Birman (1991) ressalta tal dimensão ético-política ao apontar que o discurso médico naturalista sempre colocou à margem do processo saúde-doença-cuidado a dimensão política do cuidado em saúde. Dessa forma, a Saúde Coletiva seria uma das alternativas para o processo de reestruturação do campo da Saúde e da própria Psicologia no que refere a esse campo, por meio do destaque dado em seus norteadores teórico-conceituais a dimensões éticas, políticas e simbólicas, na medida em que relativiza a hegemonia do discurso anátomo-fisiológico, sem desconsiderar sua importância na formação profissional.

25.5 Considerações finais

Ao analisarmos, em linhas gerais, acerca do modo como a Saúde e o campo da Saúde Coletiva constituem a formação em Psicologia, a partir dos cursos investigados, notamos avanços principalmente no âmbito curricular. Nesse sentido, podemos destacar a ênfase dada nas ementas, especialmente em relação às referências bibliográficas, a norteadores teórico-metodológicos e ético-políticos relacionados ao modelo da Saúde Coletiva bastante pertinentes e consonantes ao debate proposto na atualidade. Contudo, nota-se a força do campo tradicional de Saúde Pública e do modelo Biomédico alicerçando os processos formativos com conceitos, modelos e norteadores práticos para atuar na Saúde.

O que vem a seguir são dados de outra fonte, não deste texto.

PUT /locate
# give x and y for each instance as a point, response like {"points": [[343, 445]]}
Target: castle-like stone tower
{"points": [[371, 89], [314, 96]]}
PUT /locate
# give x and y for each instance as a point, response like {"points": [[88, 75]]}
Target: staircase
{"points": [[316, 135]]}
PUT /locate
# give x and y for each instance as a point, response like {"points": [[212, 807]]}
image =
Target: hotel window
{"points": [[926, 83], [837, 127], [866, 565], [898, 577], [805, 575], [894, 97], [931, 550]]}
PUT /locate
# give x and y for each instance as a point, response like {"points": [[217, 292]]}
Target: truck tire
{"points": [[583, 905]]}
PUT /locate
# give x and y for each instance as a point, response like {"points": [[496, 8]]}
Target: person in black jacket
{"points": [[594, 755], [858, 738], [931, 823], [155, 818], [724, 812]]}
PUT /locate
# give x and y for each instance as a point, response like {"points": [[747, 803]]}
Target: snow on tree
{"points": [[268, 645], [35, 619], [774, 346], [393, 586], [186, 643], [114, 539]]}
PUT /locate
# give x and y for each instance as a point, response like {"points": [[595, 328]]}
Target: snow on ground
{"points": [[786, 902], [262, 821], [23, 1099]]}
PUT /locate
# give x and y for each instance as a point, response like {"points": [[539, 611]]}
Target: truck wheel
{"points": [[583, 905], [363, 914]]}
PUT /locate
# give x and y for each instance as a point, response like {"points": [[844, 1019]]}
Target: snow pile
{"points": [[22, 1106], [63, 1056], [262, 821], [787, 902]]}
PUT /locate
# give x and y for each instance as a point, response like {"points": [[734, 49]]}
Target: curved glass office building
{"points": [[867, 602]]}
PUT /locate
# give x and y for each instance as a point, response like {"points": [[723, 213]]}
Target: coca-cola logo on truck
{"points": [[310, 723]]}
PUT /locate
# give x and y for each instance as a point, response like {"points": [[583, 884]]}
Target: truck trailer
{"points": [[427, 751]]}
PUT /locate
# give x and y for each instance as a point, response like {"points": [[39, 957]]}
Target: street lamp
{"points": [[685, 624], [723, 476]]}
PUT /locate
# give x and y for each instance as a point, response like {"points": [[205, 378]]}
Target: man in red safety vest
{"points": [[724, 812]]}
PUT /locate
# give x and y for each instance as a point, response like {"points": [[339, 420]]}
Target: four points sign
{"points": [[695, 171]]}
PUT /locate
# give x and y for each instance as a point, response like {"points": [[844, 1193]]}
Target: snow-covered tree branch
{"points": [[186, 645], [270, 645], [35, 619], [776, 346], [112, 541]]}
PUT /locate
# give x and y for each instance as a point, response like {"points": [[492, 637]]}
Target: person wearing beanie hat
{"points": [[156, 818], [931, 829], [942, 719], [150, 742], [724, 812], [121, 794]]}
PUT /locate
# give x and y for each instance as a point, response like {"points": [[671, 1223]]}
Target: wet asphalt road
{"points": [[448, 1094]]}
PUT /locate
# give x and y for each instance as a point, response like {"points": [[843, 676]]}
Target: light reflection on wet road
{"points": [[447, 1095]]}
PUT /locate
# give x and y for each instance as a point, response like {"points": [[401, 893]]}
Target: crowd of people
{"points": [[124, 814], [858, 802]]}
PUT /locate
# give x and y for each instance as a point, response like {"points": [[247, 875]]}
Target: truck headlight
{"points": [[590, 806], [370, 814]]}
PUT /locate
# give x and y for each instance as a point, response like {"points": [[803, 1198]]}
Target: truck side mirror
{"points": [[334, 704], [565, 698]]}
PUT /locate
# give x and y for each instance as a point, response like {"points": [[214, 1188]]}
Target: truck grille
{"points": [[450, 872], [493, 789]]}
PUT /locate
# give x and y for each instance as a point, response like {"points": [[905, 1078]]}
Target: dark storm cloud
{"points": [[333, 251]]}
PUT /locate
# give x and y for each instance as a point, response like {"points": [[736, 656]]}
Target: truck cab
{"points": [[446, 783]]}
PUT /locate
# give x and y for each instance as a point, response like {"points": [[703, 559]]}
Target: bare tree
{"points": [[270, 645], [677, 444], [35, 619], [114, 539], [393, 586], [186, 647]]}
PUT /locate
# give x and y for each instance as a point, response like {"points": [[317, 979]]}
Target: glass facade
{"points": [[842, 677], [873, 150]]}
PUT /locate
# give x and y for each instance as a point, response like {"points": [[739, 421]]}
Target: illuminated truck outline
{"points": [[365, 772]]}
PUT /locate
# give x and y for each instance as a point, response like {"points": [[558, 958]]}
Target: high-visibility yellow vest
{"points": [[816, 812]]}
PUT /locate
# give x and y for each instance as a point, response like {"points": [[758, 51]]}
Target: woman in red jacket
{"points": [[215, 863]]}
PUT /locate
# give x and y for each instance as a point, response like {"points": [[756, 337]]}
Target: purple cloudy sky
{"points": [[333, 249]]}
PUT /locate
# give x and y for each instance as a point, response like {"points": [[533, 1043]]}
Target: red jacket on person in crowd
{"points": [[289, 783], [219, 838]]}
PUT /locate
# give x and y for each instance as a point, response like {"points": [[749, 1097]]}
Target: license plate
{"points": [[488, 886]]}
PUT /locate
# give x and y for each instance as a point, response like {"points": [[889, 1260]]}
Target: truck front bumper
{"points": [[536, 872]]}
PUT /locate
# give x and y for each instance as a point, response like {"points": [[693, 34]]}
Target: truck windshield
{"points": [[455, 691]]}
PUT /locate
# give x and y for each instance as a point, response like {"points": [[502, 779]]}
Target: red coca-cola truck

Neste sentido, faz-se necessário romper com propostas curriculares que reafirmam arquiteturas verticalizadas, ou seja, definidas a priori somente por instâncias administrativas e tecnificadoras sem levar em consideração as realidades locais. É urgente articular cenários de práticas em que os cursos estejam em sintonia com os serviços e as dinâmicas da população em geral, fortalecendo inclusive a formação interdisciplinar e interprofissional, bem como as competências voltadas para a gestão dos processos de trabalhos das equipes e entre os serviços, se quisermos avançar com formações mais bem qualificadas para atuar a partir do SUS (Batista & Gonçalves, 2011).

Por fim, entendemos que os fundamentos teórico-epistemológicos, técnico-operativos e ético-políticos do amplo campo de discussões da Saúde, sob a perspectiva do Movimento Sanitário Brasileiro e da Saúde Coletiva, precisam ser ampliados e fortalecidos nos processos formativos dos cursos de graduação em Psicologia, inclusive com ênfase em uma formação interprofissional, para que nossa ciência e profissão avance nesse campo como um núcleo de conhecimento potente e articulado com outros, capazes de ofertar ações de cuidado mais resolutivas, integrais e continuadas, prenhes de inovações e transversalidades que aumentem a resistência de continuarmos a sustentar o Sistema Único de Saúde, mesmo em meio à lógica privatista que recai sobre a Saúde Pública brasileira.